I. L’état du droit des successions face à l’enfant né de l’inceste absolu
A la lecture des articles 733 et 735 du Code civil tels qu’écrits à la suite de la loi du 3 décembre 2001 (Loi n° 2001-1135 du 3 déc. 2001 relative aux droits du conjoint survivant et des enfants adultérins et modernisant diverses dispositions de droit successoral, JO 4 déc. 2001, p. 19279. Sur cette loi, voir : M. Bouvier, « L’égalité des filiations », Gaz. Pal. 3 oct. 2002, p. 4 ; P. Gourdon, « Aperçu rapide – quelques observations sur l’évolution du régime successoral des enfants adultérins et ses conséquences imprévues », JCP éd. N 2001, p. 1647 ; F. Sauvage, « La réforme du droit des successions enfin adoptée », JCP éd. N 2001, p. 1727), il semble régner une égalité parfaite pour les enfants en matière de droit des successions. Le premier de ces articles dispose que : « la loi ne distingue pas selon les modes d’établissement de la filiation pour déterminer les parents appelés à succéder », alors que le second prévoit que : « les enfants ou leurs descendants succèdent à leurs père et mère ou autres ascendants, sans distinction de sexe, ni de primogéniture, même s’ils sont issus d’unions différentes ». Par ailleurs, depuis 2006 (Loi n° 2006-728 du 23 juin 2006 portant réforme des successions et des libéralités, JO 24 juin 2006, p. 9513), si la filiation n’est établie qu’après le décès du parent et que la succession a déjà été partagée, le nouvel héritier disposera de l’action en nullité du partage dès lors qu’il a été omis de la succession ou de la possibilité de demander la distribution de la part oubliée par les autres héritiers (Art. 887-1 C. civ.) ; il disposera d’un délai de cinq ans à compter du décès pour intenter l’action.
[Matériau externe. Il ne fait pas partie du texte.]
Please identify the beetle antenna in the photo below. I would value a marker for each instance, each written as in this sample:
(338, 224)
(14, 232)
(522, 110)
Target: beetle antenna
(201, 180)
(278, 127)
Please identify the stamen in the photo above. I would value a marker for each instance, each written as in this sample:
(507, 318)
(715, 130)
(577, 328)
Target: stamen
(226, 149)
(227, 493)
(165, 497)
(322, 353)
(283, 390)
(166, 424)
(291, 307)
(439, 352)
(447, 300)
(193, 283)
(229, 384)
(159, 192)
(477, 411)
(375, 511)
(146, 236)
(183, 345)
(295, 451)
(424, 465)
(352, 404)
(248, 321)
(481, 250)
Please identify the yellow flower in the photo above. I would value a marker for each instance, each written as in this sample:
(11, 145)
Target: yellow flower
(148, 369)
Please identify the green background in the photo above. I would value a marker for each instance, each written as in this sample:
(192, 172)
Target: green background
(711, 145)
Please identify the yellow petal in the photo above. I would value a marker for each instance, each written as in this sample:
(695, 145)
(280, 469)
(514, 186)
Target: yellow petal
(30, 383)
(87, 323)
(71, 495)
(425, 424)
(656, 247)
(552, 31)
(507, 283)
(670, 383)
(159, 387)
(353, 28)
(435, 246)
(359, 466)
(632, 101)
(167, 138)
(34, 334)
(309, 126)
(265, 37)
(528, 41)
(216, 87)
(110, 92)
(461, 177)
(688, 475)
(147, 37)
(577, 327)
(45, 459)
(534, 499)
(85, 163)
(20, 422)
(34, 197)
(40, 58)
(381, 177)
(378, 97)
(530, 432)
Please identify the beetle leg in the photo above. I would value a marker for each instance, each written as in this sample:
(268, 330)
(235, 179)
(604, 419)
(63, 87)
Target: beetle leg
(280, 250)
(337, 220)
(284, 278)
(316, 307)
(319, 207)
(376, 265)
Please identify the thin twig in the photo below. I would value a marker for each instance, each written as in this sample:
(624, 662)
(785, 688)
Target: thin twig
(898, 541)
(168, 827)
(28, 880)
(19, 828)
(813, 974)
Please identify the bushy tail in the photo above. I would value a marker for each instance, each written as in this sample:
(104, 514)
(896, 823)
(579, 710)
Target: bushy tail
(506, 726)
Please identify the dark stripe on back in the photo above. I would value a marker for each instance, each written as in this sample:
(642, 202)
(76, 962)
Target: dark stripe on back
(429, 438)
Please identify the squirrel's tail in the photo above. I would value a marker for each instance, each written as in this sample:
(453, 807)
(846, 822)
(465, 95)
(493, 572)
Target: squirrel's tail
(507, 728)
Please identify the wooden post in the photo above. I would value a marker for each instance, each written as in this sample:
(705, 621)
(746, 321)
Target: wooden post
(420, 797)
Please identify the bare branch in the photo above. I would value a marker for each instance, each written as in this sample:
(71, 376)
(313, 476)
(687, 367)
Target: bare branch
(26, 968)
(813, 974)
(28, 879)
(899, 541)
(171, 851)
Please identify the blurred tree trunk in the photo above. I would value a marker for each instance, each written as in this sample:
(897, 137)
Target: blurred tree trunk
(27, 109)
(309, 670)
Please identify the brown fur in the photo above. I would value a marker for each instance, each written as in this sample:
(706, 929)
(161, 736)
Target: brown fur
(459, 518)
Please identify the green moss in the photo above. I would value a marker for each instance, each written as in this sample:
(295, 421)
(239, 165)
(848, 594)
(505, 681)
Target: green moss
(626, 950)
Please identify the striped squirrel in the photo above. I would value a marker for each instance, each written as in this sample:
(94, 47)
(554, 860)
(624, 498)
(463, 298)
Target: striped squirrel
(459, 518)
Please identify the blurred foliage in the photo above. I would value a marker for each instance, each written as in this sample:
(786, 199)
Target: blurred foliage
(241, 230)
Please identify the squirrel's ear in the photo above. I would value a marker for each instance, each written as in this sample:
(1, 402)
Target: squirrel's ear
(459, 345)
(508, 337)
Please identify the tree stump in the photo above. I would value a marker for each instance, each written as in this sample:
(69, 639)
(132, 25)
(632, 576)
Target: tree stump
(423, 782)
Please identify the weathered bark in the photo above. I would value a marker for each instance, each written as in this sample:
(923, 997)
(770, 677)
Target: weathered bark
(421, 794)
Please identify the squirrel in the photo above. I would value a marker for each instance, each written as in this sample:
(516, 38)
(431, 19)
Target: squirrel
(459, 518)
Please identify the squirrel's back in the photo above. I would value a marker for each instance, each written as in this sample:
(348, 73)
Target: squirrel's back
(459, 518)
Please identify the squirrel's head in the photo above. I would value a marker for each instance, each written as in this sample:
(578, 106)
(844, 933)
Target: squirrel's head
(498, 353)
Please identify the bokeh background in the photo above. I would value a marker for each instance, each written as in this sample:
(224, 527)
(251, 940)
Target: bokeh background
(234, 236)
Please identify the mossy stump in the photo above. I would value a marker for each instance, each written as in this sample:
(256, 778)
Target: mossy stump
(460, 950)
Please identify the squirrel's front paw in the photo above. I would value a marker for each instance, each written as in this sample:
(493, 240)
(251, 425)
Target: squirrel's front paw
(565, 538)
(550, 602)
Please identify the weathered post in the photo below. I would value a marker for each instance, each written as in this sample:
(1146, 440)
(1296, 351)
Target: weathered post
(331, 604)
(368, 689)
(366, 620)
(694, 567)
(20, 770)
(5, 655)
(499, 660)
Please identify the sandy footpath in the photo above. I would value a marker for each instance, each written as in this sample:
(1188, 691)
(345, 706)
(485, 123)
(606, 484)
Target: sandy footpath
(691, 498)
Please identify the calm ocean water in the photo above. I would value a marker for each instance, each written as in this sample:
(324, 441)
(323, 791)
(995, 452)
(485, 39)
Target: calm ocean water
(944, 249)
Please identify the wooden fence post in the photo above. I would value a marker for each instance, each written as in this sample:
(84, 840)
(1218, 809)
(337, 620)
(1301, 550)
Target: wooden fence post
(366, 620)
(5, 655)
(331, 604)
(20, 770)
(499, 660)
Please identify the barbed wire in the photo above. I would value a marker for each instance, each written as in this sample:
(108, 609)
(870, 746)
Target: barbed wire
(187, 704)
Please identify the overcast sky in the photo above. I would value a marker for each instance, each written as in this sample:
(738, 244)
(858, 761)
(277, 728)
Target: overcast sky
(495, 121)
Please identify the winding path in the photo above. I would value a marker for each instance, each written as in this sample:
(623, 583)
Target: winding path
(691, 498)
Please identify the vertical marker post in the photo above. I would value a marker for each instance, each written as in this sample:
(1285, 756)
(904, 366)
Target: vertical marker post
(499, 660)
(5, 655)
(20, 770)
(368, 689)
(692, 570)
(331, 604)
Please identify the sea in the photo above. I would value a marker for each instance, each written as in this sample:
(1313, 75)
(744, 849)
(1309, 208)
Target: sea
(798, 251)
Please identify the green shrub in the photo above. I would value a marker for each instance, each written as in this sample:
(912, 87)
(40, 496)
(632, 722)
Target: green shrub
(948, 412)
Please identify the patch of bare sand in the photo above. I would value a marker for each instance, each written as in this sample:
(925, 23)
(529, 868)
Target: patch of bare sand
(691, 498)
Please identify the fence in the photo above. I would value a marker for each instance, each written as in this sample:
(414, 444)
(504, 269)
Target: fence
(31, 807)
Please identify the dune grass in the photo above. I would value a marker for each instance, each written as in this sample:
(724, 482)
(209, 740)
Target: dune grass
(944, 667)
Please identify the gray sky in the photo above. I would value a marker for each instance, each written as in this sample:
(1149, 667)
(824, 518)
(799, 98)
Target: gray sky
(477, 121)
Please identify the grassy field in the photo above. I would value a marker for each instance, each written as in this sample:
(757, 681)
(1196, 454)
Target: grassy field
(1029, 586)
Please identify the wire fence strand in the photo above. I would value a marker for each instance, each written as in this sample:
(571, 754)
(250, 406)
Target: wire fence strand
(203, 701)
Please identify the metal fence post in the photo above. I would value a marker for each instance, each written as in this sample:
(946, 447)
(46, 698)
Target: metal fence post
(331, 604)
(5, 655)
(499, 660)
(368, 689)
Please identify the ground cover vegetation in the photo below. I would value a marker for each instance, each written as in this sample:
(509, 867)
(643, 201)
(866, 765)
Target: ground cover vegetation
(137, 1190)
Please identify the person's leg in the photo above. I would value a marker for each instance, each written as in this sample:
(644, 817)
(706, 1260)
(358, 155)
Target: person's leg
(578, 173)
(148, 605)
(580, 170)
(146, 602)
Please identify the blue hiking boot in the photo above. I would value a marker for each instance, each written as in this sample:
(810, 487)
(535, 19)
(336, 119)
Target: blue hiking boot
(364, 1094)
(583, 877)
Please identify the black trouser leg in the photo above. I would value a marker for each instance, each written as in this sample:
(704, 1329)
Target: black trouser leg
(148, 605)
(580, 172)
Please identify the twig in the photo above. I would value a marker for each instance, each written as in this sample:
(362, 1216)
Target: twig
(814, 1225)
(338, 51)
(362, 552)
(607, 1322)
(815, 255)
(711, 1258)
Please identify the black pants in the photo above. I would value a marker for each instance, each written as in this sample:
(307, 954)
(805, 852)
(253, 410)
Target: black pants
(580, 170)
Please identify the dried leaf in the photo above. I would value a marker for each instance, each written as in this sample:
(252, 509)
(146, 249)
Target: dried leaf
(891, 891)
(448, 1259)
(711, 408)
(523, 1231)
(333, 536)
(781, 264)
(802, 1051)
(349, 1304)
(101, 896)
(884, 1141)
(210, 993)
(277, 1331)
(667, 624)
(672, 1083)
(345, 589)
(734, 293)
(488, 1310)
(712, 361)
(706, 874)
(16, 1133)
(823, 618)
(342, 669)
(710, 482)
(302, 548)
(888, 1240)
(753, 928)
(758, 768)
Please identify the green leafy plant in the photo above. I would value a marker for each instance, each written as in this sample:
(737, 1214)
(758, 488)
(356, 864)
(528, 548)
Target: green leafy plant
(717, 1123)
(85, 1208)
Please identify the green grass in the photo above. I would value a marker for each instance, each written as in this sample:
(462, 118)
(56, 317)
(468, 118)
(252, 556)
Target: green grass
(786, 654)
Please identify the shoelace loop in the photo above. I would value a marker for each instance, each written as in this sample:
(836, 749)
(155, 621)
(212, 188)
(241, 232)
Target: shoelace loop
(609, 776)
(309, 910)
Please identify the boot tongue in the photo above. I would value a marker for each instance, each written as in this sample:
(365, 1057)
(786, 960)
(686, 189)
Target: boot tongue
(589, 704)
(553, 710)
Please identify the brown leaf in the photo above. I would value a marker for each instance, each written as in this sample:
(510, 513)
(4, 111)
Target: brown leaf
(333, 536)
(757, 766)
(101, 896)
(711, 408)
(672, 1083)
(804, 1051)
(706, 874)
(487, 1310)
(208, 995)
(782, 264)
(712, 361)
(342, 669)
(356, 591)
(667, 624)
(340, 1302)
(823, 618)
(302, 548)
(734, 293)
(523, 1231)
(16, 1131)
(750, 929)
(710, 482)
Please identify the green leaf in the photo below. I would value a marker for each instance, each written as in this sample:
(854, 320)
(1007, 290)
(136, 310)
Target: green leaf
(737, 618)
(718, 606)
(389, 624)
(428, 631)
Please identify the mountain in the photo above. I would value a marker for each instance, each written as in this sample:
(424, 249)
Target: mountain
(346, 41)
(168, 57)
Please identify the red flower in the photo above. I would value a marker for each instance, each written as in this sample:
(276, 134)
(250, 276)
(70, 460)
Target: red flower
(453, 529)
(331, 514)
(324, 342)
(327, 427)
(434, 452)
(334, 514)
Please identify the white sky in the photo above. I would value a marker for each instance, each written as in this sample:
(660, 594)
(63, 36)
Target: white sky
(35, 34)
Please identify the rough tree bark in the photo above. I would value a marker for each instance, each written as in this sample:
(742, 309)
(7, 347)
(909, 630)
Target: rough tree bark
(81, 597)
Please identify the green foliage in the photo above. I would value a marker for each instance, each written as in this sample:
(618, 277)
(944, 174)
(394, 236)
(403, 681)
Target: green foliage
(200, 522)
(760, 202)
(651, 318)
Si en théorie, l’égalité des filiations paraît acquise, en pratique des inégalités demeurent : pour l’enfant adultérin de jadis comme pour l’enfant adopté sous la forme simple (Sur cette question, voir : A. Niemiec, Les droits de succession de l’enfant à l’épreuve de sa conception, p. 215, in B. Mallevaey et A. Fretin (dir.), L’enfant et le sexe, coll. Thèmes, Commentaires et Actes, Paris : Dalloz, 2021). En outre, pour que ces articles puissent s’appliquer, encore faut-il que le lien de filiation soit établi, par l’effet de la loi, par la reconnaissance, par la possession d’état, ou par jugement. Or, pour l’enfant né d’un inceste absolu, l’interdit de l’inceste empêche la double filiation. En effet, l’article 310-2 du Code civil modifié par l’ordonnance du 4 juillet 2005 portant réforme de la filiation (Ord. n° 2005-759 du 4 juill. 2005 portant réforme de la filiation, JO 6 juill. 2005, p. 11159) prévoit que cet enfant ne peut être filialement rattaché à ses deux parents biologiques, par quelque moyen que ce soit, consacrant ainsi la jurisprudence de la Cour de cassation interdisant au parent biologique de passer par la voie de l’adoption pour faire établir le second lien de filiation (Cass. 1re civ., 6 janv. 2004, pourvoi n° 01-01.600, Bull. civ. I, n° 2 ; D. 2004, p. 362, note J. Sainte-Rose et D. Vigneau ; JCP éd. G 2004, p. 783, note C. Labrusse-Riou ; Petites affiches 8 avr. 2004, p. 13, note V. Voisin ; RTD civ. 2004, p. 75, note J. Hauser). Avec une telle disposition légale, l’enfant incestueux se trouve donc privé obligatoirement d’un lien de filiation et par conséquent de la qualité d’héritier « privilégié » à l’égard de l’un de ses deux parents.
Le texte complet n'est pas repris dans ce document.